Bill Price fait désormais partie de l'histoire de la relation client par sa contribution au lancement d'un site numéro de l'e-business selon le plus récent classement Fortune 500, avec 34 milliards de dollars. Faut-il rappeler ici qu'Amazon.com fait plus de chiffre d'affaires que Google, près de 4 fois plus qu'Ebay, près de 5 fois plus que Yahoo... Un succès qui s'accompagne d'une distinction exceptionnelle : un score de satisfaction client qui ne faiblit pas avec le temps. Selon l'American Customer Satisfaction Index, Amazon est toujours au dessus de la moyenne de satisfaction de l'e-commerce et de tous les secteurs d'activité depuis dix ans.
J'ai eu la chance de rencontrer Bill Price grâce à CCA International, et Philippe Tisserand en particulier que je remercie. Bill s'exprimera également dans les colonnes de l'AFRC MAG N°2, le magazine de l'Association Française de la Relation client, à paraître en octobre 2011, publication dont je suis membre du comité de rédaction.
Voici les réponses de Bill Price à mon questionnaire, traduites pour vous en français.
Qui êtes-vous ?
Lorsque j’ai été nommé l’un des premiers «Pionniers des centres d’appels» aux Etats-Unis en 1997, je n’imaginais pas à quel point combien je devais encore y contribuer, et mes quatorze dernières années ont vraiment été enthousiasmantes.

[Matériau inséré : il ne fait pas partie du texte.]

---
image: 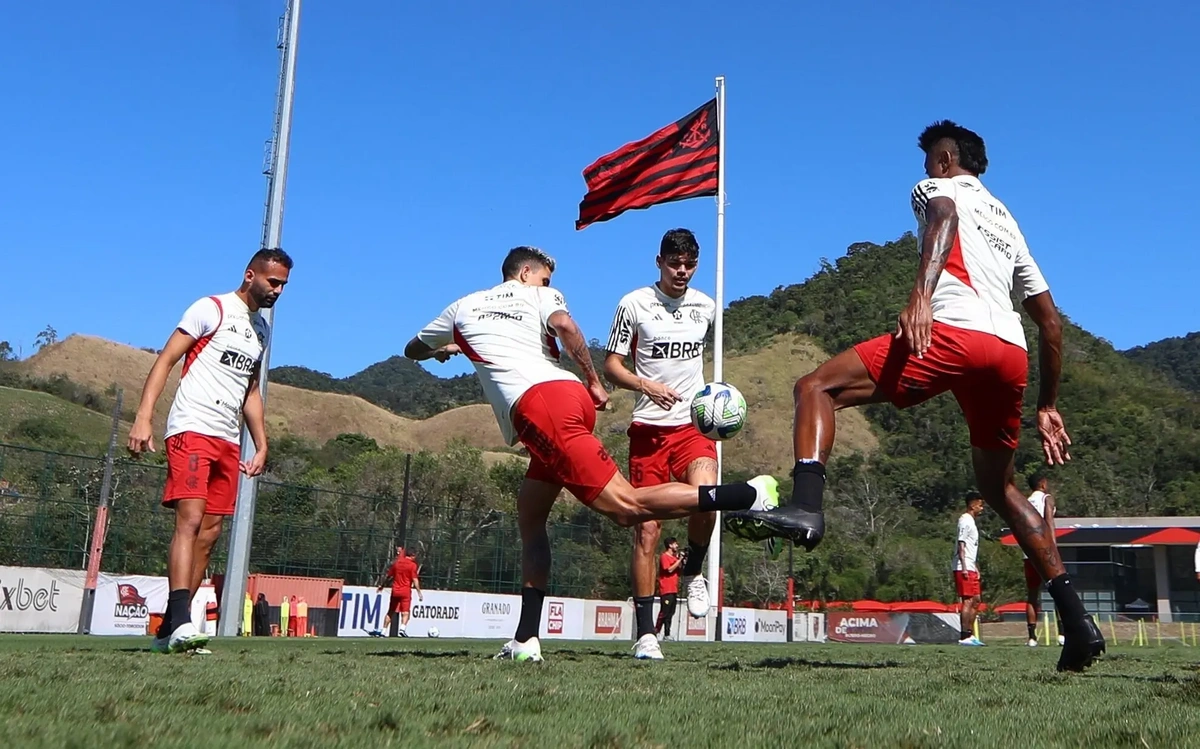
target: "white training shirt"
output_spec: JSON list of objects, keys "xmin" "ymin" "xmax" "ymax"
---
[
  {"xmin": 954, "ymin": 513, "xmax": 979, "ymax": 573},
  {"xmin": 1021, "ymin": 490, "xmax": 1046, "ymax": 559},
  {"xmin": 167, "ymin": 293, "xmax": 271, "ymax": 444},
  {"xmin": 416, "ymin": 281, "xmax": 580, "ymax": 445},
  {"xmin": 912, "ymin": 175, "xmax": 1050, "ymax": 348},
  {"xmin": 606, "ymin": 286, "xmax": 716, "ymax": 426}
]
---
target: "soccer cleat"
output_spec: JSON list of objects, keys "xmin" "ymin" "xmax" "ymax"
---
[
  {"xmin": 168, "ymin": 622, "xmax": 209, "ymax": 653},
  {"xmin": 634, "ymin": 634, "xmax": 662, "ymax": 660},
  {"xmin": 492, "ymin": 637, "xmax": 542, "ymax": 663},
  {"xmin": 1058, "ymin": 615, "xmax": 1106, "ymax": 671},
  {"xmin": 683, "ymin": 575, "xmax": 708, "ymax": 619},
  {"xmin": 721, "ymin": 504, "xmax": 824, "ymax": 551}
]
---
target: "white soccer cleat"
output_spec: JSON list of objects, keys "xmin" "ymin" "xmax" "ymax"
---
[
  {"xmin": 634, "ymin": 634, "xmax": 662, "ymax": 660},
  {"xmin": 746, "ymin": 474, "xmax": 779, "ymax": 513},
  {"xmin": 168, "ymin": 622, "xmax": 209, "ymax": 653},
  {"xmin": 492, "ymin": 637, "xmax": 542, "ymax": 663},
  {"xmin": 683, "ymin": 575, "xmax": 708, "ymax": 619}
]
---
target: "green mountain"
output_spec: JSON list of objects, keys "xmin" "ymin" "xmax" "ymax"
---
[{"xmin": 1124, "ymin": 331, "xmax": 1200, "ymax": 393}]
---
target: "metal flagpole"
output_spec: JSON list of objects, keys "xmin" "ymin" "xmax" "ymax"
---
[
  {"xmin": 707, "ymin": 76, "xmax": 725, "ymax": 640},
  {"xmin": 217, "ymin": 0, "xmax": 300, "ymax": 637}
]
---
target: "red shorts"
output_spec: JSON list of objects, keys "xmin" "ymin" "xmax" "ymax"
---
[
  {"xmin": 628, "ymin": 421, "xmax": 716, "ymax": 486},
  {"xmin": 512, "ymin": 379, "xmax": 617, "ymax": 504},
  {"xmin": 954, "ymin": 571, "xmax": 979, "ymax": 598},
  {"xmin": 388, "ymin": 591, "xmax": 413, "ymax": 613},
  {"xmin": 162, "ymin": 432, "xmax": 241, "ymax": 515},
  {"xmin": 1025, "ymin": 559, "xmax": 1042, "ymax": 591},
  {"xmin": 854, "ymin": 322, "xmax": 1028, "ymax": 450}
]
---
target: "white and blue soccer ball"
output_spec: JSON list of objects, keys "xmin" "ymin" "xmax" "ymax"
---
[{"xmin": 691, "ymin": 382, "xmax": 746, "ymax": 442}]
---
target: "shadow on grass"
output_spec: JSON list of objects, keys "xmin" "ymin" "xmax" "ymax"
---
[{"xmin": 709, "ymin": 658, "xmax": 904, "ymax": 671}]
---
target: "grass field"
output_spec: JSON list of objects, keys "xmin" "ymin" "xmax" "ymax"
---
[{"xmin": 0, "ymin": 635, "xmax": 1200, "ymax": 748}]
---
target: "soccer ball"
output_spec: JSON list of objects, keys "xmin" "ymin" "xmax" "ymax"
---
[{"xmin": 691, "ymin": 383, "xmax": 746, "ymax": 442}]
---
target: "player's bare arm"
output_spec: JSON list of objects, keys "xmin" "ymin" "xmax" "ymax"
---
[
  {"xmin": 240, "ymin": 370, "xmax": 266, "ymax": 477},
  {"xmin": 404, "ymin": 337, "xmax": 462, "ymax": 362},
  {"xmin": 1021, "ymin": 290, "xmax": 1070, "ymax": 466},
  {"xmin": 546, "ymin": 310, "xmax": 608, "ymax": 411},
  {"xmin": 128, "ymin": 329, "xmax": 196, "ymax": 457},
  {"xmin": 896, "ymin": 197, "xmax": 959, "ymax": 358},
  {"xmin": 604, "ymin": 352, "xmax": 682, "ymax": 411}
]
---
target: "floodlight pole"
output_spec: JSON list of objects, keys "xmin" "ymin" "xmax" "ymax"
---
[{"xmin": 217, "ymin": 0, "xmax": 300, "ymax": 637}]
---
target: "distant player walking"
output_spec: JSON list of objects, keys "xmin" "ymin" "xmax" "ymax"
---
[
  {"xmin": 128, "ymin": 250, "xmax": 292, "ymax": 653},
  {"xmin": 725, "ymin": 120, "xmax": 1105, "ymax": 671},
  {"xmin": 381, "ymin": 546, "xmax": 425, "ymax": 637},
  {"xmin": 604, "ymin": 229, "xmax": 716, "ymax": 660},
  {"xmin": 404, "ymin": 247, "xmax": 778, "ymax": 660},
  {"xmin": 953, "ymin": 497, "xmax": 983, "ymax": 646},
  {"xmin": 1021, "ymin": 474, "xmax": 1058, "ymax": 647}
]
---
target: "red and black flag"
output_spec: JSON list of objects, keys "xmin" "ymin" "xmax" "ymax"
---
[{"xmin": 575, "ymin": 98, "xmax": 720, "ymax": 230}]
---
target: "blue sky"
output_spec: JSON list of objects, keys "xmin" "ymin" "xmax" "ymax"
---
[{"xmin": 0, "ymin": 0, "xmax": 1200, "ymax": 376}]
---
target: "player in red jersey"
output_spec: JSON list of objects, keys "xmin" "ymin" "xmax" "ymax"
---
[
  {"xmin": 604, "ymin": 229, "xmax": 716, "ymax": 660},
  {"xmin": 726, "ymin": 120, "xmax": 1105, "ymax": 671},
  {"xmin": 128, "ymin": 250, "xmax": 292, "ymax": 653},
  {"xmin": 404, "ymin": 247, "xmax": 778, "ymax": 660},
  {"xmin": 381, "ymin": 546, "xmax": 425, "ymax": 637}
]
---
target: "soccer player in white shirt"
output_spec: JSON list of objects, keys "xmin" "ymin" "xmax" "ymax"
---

Avant 1997, j’ai été consultant en management pour McKinsey à San Francisco et à Stockholm, Directeur financier et Directeur des opérations pour Automated Call Processing Corporation un fournisseur avant-gardiste de SVI à San Francisco, puis le Vice-président et Directeur Général, créateur des services pour centres d’appels de MCI. Dans ce centre de profit de MCI, nous avons construit un centre d’outsourcing de 2000 positions + 16000 ports connectés au sein d’un réseau de SVI (avant que le «cloud» ne devienne le terme à la mode) + une offre de conseil, en utilisant la signature «Whatever it Takes !» (Tous les moyens pour y arriver) pour faire en sorte que les services clients de nos clients fonctionnent au meilleur niveau.
Quelque temps après mon prix “pionnier des centres d’appels”, j’ai rejoint Amazon.com en tant que Vice-président du service client (le premier dans cette fonction au niveau mondial), où j’ai passé presque 3 ans à construire les compétences clés et les process qui ont depuis servi Amazon plutôt bien et propulsé cette société au sommet de nombreuses enquêtes de service ou d’expérience clients. J’y ai connu une croissance de 15% par mois (90% durant le dernier trimestre) et la forte pression qui va avec, mais l’expérience était très gratifiante.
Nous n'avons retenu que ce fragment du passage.